The effect of recycled-tire steel fiber and engineered steel fiber on rebar corrosion and shear behavior of corroded RC beam

The implementation of steel-fiber reinforced concrete (SFRC) can improve the durability of reinforced concrete structures exposed to corrosive environments. More recently, the recycled-tire steel fibers (RTSF) impressively boosted mechanical performance and post-cracking strength of plain concrete. Unlike the engineered steel fiber (ESF), RTSF is capable of arresting both micro- and macro-cracks.

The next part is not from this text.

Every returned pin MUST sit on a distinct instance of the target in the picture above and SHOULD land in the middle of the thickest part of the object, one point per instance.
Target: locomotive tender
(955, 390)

Micro-crack arresting via RTSF incorporation can reduce chloride penetration in SFRC. In this study, first, the influence of low dosage of RTSF and/or ESF on mechanical properties of concrete is explored. Second, the effect of RTSF, ESF and their hybrid utilization on the corrosion development on embedded steel rebars is surveyed. Artificial corrosion procedure was implemented for inducing corrosion in rebars embedded in reinforced concrete (RC) beam. Finally, the flexural performance of corroded SFRC beam with different corrosion rates (0%, 2%, 5%, 7%, and 10%) were evaluated upon a three-point bending test setup. According to the results, the compressive strength of plain concrete improved 37% by 40 kg/m3 RTSF incorporation. Moreover, the tensile and post-cracking strengths of concrete enhanced significantly by hybrid utilization of RTSF and ESF. The residual strength of SFRC mix at both service and ultimate load was improved by the hybrid utilization of both RTSF and ESF by 25-120%. For uncorroded RC beams containing SFRC mix, the RTSF incorporation improved the shear capacity of the plain RC beam by 25%. Among different types of fibers, RTSF was more effective in decreasing the actual corrosion rate of rebars embedded in RC beams. Additionally, corrosion of embedded rebars up to 8% slightly reduced the rotation capacity of FRC beams.